Would you buy a share of a company that has doubled its value in six months and is now worth the entire annual GDP of Italy? Or would you buy an underperforming stock, based on the hope that it will catch up?
US stocks have staged impressive comebacks over the last months. Out of the main indexes, the S&P 500 is up 4.8% in 2020, having rallied 54.4% from the March bottom, while the Nasdaq Composite gains 25.5% YTD with a stunning 69.9% rally from 2020 lows.
However, the rally has not been even. The Dow Jones is still down 2.3% year-to-date (although up 52.6% from its March low), with banks and other sectors lagging.
Could those sectors underpin the market when the economy fully recovers? Well, that is another question. Will the economy fully recover? That seems unlikely in the medium-term. A full-speed recovery would need for some industries to have stellar performances, offsetting long-term damage in others. In simple, the Amazons would have to keep it going in real business growth to absorb the severe contraction in Boings.
The value of Apple reached two trillion this week. A new record not only for Apple but for Wall Street. The company got there more than doubling its value from the March bottom.
“All a $2 trillion valuation really means is that Apple investors are now willing to pay twice as much for the same earnings outlook,” wrote Dan Gallagher, columnist of Heard on the Street at the WSJ.
Is it inflation? No. Is it a bubble? Maybe a small one. Is the rally likely to continue? We’ll see. An asset may look expensive, an asset may be relatively expensive, but people could remain willing to buy it, even at higher prices.
The timing of the Apple record is also odd. The rally in tech shares has boosted equity indexes. Still, the underlying situation is not the same for all companies and it certainly does not represent current economic conditions, and probably, neither expectations. The pandemic created the worst world economic contraction in recent history.
Even as the S&P 500 printed a new record close on Tuesday, revenues for companies listed in the index are almost 10% down from a year ago. Bank shares are down 30% on average so far this year, so it is the oil sector.

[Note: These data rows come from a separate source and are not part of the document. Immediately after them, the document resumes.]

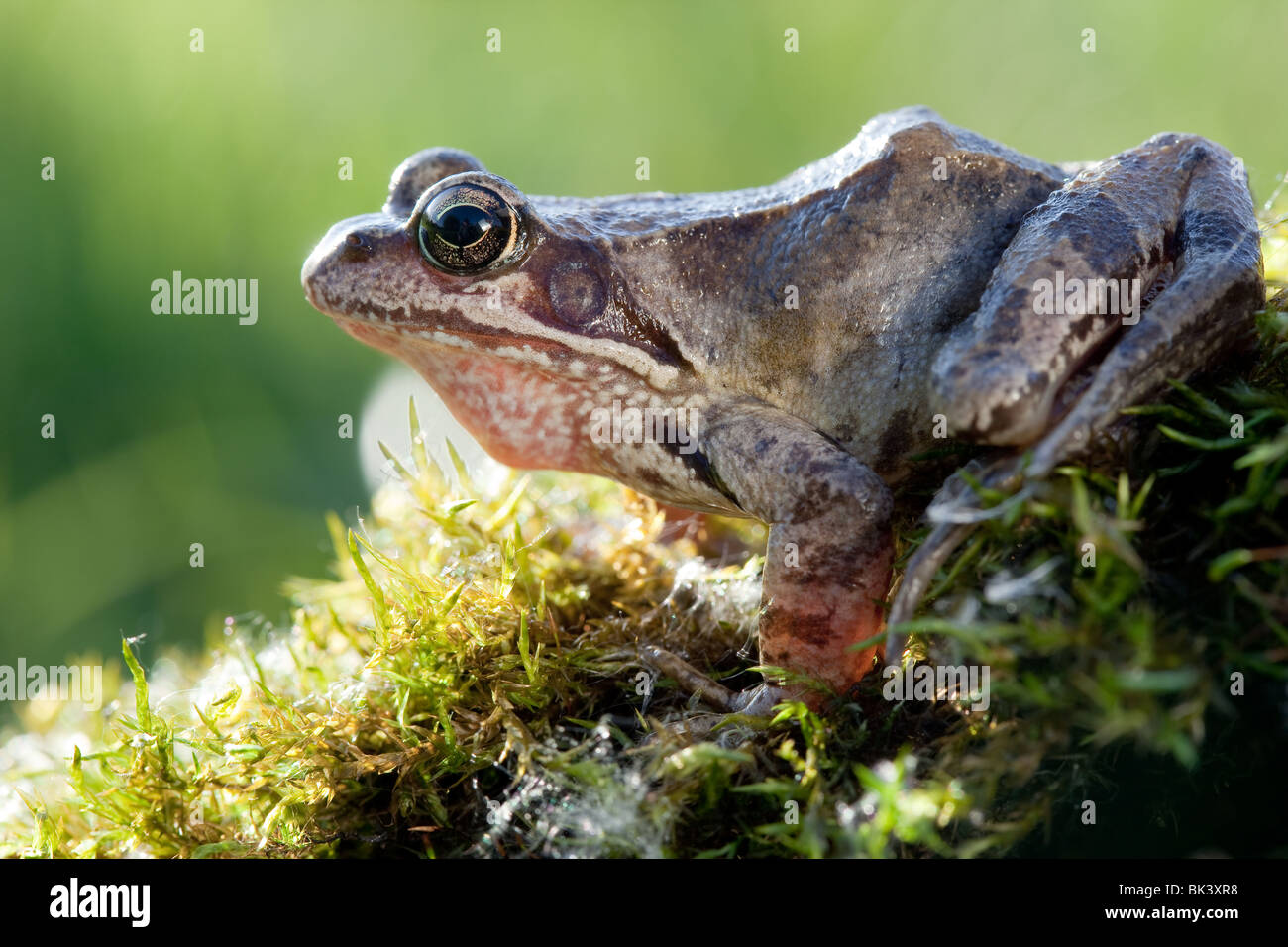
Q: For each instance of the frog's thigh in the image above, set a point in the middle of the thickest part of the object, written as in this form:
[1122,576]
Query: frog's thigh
[1176,210]
[827,562]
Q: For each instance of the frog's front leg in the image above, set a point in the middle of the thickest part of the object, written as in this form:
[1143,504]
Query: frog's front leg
[1173,219]
[827,562]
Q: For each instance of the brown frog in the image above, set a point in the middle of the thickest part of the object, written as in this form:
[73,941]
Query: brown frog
[781,352]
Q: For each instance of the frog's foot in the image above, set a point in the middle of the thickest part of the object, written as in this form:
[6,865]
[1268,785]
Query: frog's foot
[1158,252]
[956,513]
[756,701]
[690,678]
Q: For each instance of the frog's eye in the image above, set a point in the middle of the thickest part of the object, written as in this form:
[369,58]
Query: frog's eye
[468,228]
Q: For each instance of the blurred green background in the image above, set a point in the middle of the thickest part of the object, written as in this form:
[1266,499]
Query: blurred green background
[178,429]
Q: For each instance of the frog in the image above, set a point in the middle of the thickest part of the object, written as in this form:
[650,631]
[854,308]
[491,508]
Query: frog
[785,352]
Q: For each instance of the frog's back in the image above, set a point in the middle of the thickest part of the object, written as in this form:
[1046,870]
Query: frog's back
[829,292]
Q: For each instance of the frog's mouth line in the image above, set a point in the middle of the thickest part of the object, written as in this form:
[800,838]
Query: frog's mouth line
[397,341]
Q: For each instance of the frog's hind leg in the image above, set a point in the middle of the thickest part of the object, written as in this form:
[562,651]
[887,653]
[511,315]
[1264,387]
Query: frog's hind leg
[1177,209]
[1202,316]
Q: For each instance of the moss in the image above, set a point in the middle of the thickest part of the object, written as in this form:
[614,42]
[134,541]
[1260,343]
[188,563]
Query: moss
[468,684]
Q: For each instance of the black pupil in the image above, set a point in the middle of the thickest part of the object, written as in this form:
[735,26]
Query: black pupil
[464,224]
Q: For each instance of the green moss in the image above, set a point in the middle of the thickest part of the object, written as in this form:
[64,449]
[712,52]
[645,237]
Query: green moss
[468,682]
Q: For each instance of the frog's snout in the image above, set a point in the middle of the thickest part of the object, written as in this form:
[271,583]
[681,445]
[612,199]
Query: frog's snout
[348,261]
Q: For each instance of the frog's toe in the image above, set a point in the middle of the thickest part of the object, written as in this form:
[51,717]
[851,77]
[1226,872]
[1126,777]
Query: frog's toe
[690,678]
[954,510]
[760,699]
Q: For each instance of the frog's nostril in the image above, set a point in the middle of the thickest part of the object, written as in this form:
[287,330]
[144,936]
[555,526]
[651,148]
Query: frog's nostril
[357,247]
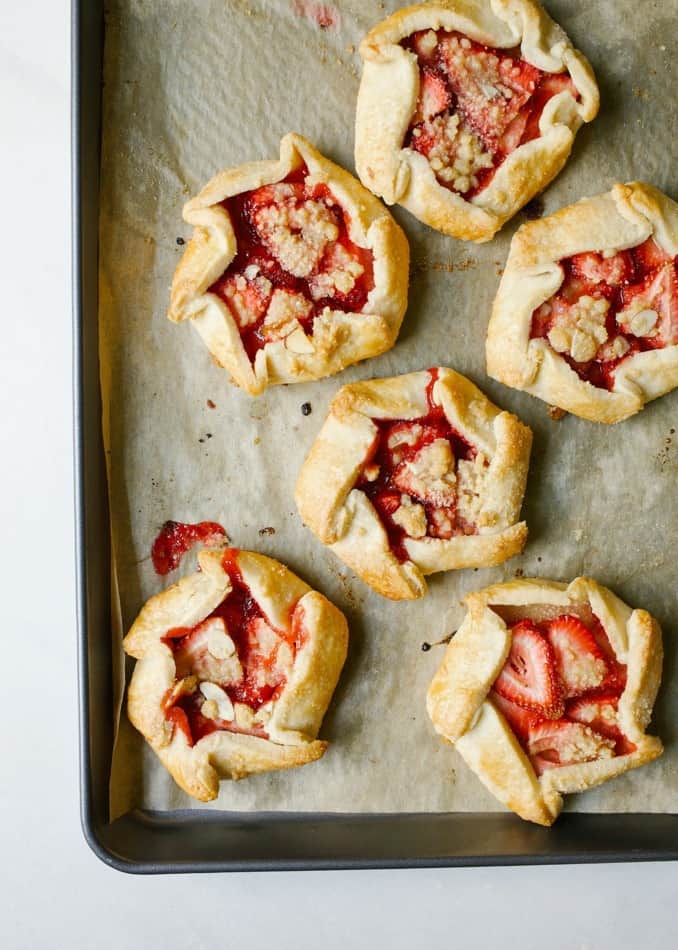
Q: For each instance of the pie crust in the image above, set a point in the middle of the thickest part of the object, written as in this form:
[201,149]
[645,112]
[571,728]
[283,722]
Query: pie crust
[632,229]
[329,248]
[464,714]
[416,474]
[276,727]
[388,110]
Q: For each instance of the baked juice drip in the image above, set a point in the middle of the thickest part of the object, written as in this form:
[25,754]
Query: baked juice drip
[419,478]
[476,106]
[294,260]
[231,667]
[176,538]
[610,307]
[559,692]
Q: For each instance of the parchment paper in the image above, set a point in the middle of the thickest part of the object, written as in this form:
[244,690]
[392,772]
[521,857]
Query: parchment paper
[192,86]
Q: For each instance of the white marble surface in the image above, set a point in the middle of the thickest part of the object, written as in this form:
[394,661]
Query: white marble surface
[53,892]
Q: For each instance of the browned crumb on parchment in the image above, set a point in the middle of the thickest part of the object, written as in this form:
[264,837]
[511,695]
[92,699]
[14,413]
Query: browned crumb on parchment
[425,264]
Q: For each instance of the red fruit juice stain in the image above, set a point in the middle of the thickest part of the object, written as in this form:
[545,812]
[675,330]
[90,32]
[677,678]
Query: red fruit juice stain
[176,539]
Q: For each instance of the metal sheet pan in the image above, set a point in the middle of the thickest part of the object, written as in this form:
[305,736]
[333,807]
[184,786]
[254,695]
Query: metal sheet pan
[145,842]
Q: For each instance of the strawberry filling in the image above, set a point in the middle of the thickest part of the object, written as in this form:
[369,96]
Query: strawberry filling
[609,308]
[476,105]
[295,260]
[175,539]
[423,478]
[232,666]
[559,692]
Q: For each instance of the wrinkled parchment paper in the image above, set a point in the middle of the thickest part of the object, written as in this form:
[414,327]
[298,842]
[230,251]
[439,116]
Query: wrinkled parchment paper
[192,86]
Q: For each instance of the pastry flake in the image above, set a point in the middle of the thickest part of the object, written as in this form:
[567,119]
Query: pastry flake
[547,689]
[236,665]
[294,270]
[416,474]
[586,316]
[466,111]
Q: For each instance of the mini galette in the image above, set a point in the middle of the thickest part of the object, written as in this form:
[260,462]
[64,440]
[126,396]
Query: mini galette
[416,474]
[586,316]
[294,270]
[236,667]
[468,110]
[547,689]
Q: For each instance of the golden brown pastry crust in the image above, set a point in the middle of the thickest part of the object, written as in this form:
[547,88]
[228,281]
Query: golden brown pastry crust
[339,338]
[344,518]
[388,96]
[296,714]
[461,712]
[623,217]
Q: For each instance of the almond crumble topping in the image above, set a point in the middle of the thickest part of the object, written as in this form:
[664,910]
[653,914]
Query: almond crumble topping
[457,154]
[411,517]
[581,330]
[285,312]
[471,478]
[296,232]
[430,474]
[342,271]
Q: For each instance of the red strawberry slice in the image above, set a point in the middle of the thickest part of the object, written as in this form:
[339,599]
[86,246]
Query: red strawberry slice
[649,256]
[491,88]
[659,291]
[553,744]
[528,678]
[434,96]
[598,269]
[520,720]
[579,660]
[597,712]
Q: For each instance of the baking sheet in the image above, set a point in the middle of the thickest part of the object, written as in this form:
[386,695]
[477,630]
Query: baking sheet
[197,85]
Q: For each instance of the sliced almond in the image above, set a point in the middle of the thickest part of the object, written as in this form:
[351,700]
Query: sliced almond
[244,715]
[644,322]
[182,687]
[298,342]
[213,692]
[219,643]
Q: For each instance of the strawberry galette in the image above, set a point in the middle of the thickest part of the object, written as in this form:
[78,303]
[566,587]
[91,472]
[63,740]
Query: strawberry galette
[586,316]
[546,689]
[416,474]
[466,111]
[294,270]
[236,667]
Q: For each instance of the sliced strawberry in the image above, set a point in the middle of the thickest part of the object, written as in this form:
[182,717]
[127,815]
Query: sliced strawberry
[430,475]
[520,720]
[192,653]
[434,96]
[597,712]
[553,744]
[528,678]
[178,717]
[659,292]
[598,269]
[491,87]
[515,132]
[649,256]
[579,660]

Among the worst-hit sectors, there is tourism and aviation. Boeing is down near 50% YTD, and American Airlines 56%.
This uneven performance between sectors is a clear indicator of how the pandemic and the lockdown measures have created crises but also opportunities. It remains to be seen whether the tech sector will be able to sustain gains on solid foundations or if this bubble will burst on Wall Street’s face.